Medicare advantage: los recortes en beneficios, una estafa para los enfermos crónicos
El Medicare Advantage, a menudo presentado como una alternativa económica a la tradicional, se enfrenta a una realidad amarga: a partir de 2026, se impondrán límites drásticos en la cobertura, poniendo en riesgo el acceso a servicios vitales para millones de jubilados con enfermedades crónicas. Una maniobra que, a todas luces, se antoja injusta, especialmente cuando muchos eligen precisamente este tipo de planes por sus beneficios adicionales.
La promesa incumplida del bipartisan budget act
Todo comenzó con el Bipartisan Budget Act de 2018, una ley que parecía ampliar las opciones para los afiliados a Medicare Advantage con enfermedades crónicas. El programa Special Supplemental Benefits for the Chronically Ill (SSBCI) permitía a las aseguradoras cubrir servicios no médicos que pudieran mejorar la salud de estos pacientes. Sin embargo, la Administración Biden, a través de la Centers for Medicare and Medicaid Services (CMS), ha decidido recortar severamente estos beneficios, dejando en la incertidumbre a quienes más necesitan apoyo.
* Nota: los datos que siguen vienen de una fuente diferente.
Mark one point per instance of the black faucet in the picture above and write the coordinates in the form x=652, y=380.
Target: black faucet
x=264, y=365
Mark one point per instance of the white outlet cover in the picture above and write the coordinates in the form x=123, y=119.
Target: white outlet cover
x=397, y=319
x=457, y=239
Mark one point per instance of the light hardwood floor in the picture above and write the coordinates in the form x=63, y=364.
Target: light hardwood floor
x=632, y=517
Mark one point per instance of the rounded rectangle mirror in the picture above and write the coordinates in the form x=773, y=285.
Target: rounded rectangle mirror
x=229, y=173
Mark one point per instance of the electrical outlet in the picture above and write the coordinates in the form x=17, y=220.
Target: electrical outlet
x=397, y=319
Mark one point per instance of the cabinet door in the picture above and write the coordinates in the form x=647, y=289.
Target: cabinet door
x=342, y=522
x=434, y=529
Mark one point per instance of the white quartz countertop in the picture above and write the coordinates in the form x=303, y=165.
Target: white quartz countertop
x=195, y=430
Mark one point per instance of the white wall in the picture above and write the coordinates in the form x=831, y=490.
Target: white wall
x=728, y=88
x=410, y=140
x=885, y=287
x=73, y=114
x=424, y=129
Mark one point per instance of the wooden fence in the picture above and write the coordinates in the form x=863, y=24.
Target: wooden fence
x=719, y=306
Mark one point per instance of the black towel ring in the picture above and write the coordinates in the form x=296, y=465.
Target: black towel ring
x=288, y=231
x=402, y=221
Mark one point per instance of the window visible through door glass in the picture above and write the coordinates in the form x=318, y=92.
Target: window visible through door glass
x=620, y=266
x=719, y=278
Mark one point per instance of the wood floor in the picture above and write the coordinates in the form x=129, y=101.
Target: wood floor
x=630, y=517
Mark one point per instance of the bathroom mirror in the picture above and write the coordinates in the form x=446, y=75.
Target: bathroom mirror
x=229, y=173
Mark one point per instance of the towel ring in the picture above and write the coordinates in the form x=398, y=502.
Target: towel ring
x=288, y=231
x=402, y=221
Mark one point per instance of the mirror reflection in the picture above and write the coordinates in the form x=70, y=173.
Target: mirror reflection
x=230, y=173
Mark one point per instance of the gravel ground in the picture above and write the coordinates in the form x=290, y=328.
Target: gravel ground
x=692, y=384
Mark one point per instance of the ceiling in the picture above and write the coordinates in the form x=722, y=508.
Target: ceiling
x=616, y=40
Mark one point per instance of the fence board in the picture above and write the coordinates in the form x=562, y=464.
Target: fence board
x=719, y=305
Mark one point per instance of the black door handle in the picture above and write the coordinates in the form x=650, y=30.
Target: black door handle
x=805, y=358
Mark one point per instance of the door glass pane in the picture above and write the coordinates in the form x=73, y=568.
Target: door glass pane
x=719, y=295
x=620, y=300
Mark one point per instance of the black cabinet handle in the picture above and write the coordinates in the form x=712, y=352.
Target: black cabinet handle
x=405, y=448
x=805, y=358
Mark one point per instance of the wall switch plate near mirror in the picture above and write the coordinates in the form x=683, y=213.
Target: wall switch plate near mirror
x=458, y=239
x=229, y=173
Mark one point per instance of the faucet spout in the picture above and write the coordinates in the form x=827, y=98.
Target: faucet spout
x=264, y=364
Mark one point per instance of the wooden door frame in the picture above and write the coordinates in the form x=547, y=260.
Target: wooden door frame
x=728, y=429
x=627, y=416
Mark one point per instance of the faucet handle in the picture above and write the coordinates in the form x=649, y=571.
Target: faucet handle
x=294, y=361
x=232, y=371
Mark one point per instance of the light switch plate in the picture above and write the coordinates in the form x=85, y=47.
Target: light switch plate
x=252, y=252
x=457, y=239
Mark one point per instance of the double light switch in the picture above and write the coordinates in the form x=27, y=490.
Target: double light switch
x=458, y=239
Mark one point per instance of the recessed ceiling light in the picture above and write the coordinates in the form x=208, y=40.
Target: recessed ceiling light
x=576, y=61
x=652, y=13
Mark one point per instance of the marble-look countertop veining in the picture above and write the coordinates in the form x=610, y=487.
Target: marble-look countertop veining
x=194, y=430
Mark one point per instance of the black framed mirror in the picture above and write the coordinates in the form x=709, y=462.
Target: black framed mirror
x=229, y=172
La nueva normativa prohíbe explícitamente la cobertura de productos como alcohol, cannabis y tabaco, pero la verdadera trampa reside en la ambigüedad de la definición de “beneficios suplementarios”. Se descartan también gastos funerarios, seguros de vida e indemnizaciones hospitalarias, decisiones que, aunque aparentemente lógicas, generan una profunda inquietud. Pero lo que nadie cuenta es el impacto que tendrá la falta de claridad en la cobertura de alimentos.

La nebulosa de “alimentos saludables” y la falta de guías claras
El punto más controvertido de la nueva regulación es la definición de “alimentos no saludables”. La CMS, en un intento de aparentar transparencia, asegura que “codificar una lista no exhaustiva de ejemplos” proporcionará “mayor certeza” a las aseguradoras y a los afiliados. Pero la realidad es que las aseguradoras se sienten perdidas. La propia CMS reconoció en el texto de la regulación que muchos comentadores solicitaron “más claridad sobre los alimentos y la nutrición”.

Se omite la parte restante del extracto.